The UK has produced upbeat manufacturing production despite unfavourable hot news to their business, prints actual numbers at 2.3% versus forecasts at 0.0% and previous flashes at 0.1%.
While industrial output in the United Kingdom grew 2% in April from March of 2016, following a 0.3% gain in the previous period and beating market expectations of a flat reading.
Whereas the British pounds against majors (Yen, euro and CAD) has completely shrugged off the above mentioned upbeat numbers.
GBPJPY fell from yesterday’s highs of 157.951 to the current 155.704, EURGBP gains from previous close at 0.7805 to the current 0.7818 levels and GBPCAD trimmed today’s early gains to 1.8464.
Elsewhere, no need to specify GBP vols have been flying with sky rocketed pace no matter what both prior and post Brexit event.
ATM IVs of GBPUSD for 1w expiries are flashing at 14.3%, and more than 22% in 1m tenors, while puts seem more expensive than calls (downside protection is relatively more expensive) as you can see the highest negative risk reversal adjustments.
These computations indicate the difference in volatilities, and therefore price, between puts and calls on the most liquid out-of-the-money (OTM) options quoted on the OTC market.
Moving on, big tail risk of this potential event is evidencing its effects on sterling.
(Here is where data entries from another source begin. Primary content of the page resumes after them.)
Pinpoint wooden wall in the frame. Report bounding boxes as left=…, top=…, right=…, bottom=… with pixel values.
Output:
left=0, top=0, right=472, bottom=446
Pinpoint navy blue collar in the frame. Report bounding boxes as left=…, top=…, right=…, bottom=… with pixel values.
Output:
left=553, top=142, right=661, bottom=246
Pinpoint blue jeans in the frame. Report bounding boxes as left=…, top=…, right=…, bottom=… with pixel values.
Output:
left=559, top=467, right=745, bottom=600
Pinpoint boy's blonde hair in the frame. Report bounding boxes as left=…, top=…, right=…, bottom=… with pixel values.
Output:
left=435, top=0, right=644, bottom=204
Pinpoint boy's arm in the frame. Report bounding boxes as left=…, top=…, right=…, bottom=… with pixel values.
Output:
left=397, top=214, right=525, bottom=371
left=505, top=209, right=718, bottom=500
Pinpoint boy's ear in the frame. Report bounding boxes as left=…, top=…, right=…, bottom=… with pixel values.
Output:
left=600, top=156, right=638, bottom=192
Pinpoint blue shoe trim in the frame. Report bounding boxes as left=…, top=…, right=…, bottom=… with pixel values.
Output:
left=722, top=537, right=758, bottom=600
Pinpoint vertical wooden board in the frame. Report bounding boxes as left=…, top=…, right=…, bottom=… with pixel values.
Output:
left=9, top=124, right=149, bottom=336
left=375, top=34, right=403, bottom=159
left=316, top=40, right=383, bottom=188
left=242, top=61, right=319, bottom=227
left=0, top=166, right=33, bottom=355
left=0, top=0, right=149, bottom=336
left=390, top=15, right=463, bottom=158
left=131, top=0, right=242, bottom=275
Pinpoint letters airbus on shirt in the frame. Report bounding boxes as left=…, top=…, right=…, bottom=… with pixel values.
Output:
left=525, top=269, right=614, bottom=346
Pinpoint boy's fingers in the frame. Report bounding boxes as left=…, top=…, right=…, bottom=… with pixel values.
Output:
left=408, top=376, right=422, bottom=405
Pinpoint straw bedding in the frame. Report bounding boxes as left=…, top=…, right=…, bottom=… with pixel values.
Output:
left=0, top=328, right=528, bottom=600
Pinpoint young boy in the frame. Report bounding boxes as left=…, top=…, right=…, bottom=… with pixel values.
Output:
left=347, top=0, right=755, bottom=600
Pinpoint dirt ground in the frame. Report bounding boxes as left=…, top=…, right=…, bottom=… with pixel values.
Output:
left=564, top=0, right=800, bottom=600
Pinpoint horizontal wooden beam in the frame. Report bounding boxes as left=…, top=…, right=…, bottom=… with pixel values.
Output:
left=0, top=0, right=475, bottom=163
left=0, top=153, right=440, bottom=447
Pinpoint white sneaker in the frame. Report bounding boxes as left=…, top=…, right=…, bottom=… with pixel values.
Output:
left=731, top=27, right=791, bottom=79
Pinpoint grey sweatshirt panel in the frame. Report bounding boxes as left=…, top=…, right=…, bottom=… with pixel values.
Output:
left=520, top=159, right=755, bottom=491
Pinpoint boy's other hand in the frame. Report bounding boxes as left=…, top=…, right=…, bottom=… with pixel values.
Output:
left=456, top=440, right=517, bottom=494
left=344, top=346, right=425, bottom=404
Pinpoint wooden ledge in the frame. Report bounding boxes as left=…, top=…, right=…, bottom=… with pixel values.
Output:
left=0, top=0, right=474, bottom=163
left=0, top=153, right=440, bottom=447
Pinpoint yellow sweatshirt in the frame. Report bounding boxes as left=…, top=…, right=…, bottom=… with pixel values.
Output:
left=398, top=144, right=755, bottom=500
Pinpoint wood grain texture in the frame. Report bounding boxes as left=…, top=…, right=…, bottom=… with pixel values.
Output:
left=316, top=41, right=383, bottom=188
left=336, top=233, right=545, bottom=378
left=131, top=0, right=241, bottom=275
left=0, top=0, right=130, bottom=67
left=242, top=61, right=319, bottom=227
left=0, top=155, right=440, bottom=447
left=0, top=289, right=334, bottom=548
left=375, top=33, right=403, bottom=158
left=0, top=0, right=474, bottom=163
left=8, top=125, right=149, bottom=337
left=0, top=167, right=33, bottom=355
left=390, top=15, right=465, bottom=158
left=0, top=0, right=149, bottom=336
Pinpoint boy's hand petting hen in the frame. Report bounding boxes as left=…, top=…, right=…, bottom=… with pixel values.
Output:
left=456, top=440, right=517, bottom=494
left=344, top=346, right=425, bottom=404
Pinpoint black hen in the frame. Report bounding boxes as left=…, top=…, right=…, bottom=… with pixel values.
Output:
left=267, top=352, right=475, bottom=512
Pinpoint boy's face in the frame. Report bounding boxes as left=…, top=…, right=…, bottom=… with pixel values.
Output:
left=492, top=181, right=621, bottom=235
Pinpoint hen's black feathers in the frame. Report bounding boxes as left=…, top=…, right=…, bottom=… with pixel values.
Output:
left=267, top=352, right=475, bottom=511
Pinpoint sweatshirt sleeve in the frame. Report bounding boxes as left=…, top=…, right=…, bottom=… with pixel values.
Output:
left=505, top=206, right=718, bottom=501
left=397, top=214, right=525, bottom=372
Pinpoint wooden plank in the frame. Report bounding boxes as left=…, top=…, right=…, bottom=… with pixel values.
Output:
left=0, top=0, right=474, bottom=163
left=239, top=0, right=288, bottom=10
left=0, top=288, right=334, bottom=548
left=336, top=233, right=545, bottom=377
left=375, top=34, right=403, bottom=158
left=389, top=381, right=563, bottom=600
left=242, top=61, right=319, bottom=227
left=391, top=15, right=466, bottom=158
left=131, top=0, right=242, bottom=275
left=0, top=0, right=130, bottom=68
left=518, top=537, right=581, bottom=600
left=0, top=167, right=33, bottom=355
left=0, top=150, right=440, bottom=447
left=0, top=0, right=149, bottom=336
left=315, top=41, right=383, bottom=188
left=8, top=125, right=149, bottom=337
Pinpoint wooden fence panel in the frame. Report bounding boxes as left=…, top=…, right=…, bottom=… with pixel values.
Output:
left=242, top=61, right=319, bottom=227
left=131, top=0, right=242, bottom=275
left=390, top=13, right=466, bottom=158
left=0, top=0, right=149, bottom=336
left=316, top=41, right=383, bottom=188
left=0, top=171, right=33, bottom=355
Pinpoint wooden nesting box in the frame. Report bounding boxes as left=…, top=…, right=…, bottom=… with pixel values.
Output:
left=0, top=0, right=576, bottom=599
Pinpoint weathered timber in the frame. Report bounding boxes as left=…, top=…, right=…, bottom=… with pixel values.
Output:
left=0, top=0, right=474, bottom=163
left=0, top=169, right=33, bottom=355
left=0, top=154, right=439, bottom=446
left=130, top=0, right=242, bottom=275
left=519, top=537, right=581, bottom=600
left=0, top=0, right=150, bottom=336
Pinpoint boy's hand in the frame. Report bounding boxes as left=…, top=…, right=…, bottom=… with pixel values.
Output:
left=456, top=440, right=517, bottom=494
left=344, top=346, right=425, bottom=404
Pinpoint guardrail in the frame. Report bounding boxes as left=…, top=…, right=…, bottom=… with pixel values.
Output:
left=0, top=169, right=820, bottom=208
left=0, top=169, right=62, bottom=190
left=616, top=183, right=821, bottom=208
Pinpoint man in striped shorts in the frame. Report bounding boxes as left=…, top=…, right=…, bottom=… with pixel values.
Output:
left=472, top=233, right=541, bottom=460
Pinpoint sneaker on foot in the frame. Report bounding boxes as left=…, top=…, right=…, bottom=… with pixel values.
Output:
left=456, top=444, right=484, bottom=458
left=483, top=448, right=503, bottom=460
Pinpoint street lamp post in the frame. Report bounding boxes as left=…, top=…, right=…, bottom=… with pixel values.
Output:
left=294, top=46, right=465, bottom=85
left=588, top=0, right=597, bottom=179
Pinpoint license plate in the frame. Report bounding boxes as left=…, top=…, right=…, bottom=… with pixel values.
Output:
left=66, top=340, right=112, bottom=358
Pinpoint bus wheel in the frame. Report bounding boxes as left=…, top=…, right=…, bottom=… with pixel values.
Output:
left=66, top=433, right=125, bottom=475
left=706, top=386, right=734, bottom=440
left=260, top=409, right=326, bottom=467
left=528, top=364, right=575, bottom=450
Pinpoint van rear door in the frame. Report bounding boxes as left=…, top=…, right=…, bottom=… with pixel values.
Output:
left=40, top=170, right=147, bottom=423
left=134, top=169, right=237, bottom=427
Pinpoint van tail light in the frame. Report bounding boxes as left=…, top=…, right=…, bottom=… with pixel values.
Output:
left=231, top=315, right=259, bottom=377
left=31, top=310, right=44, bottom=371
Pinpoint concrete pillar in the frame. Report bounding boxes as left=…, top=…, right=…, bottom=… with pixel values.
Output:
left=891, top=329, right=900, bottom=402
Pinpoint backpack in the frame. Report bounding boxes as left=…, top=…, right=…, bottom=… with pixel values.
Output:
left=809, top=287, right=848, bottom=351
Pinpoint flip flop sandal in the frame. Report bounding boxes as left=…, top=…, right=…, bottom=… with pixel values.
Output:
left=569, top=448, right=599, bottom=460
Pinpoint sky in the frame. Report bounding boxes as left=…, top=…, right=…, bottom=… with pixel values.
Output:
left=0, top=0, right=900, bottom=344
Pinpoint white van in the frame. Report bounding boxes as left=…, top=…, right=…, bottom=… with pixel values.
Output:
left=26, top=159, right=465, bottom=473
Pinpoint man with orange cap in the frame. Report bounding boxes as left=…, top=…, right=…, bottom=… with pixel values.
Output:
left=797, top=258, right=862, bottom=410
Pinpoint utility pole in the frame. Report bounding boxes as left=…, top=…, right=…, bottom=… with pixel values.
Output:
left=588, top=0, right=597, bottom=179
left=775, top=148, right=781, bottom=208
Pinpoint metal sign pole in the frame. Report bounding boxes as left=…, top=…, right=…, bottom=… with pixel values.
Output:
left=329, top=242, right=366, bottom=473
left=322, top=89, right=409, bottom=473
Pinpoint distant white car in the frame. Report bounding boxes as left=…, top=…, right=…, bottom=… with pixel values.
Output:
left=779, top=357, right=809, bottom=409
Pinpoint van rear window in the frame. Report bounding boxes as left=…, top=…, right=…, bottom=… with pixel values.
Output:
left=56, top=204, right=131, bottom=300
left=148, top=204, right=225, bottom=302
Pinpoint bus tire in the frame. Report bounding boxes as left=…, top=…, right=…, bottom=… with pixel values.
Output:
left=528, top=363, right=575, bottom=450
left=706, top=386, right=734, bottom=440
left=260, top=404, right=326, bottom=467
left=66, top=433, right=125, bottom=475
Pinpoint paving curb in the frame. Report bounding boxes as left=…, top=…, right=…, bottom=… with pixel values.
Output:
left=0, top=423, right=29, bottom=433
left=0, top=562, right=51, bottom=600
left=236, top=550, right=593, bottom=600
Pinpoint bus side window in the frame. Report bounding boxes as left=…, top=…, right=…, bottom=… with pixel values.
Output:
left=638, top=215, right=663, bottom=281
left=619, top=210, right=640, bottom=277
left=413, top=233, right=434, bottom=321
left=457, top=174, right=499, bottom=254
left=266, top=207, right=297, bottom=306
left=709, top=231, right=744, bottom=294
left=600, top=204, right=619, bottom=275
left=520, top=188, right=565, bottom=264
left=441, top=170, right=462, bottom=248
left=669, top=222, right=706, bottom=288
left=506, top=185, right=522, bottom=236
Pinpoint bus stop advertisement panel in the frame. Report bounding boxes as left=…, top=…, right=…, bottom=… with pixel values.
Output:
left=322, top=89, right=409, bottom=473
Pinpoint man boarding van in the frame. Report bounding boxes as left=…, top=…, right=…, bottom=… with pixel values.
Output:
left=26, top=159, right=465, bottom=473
We estimate the risk of Brexit at 45% and the accumulated negative shock to the economy at 4-8% over five years.
We remain bears of GBP/USD, as the BoE MPC is scheduled for next week which is likely to defer the decision and keep bank rates at 0.50% due to the ’Sword of Brexit’ is hanging over confidence.
Stay short in GBP/USD through diagonal put spread, hold 2m GBP/USD (1% ITM strikes & -1.5% OTM strikes with shorter expiry) debit put spread.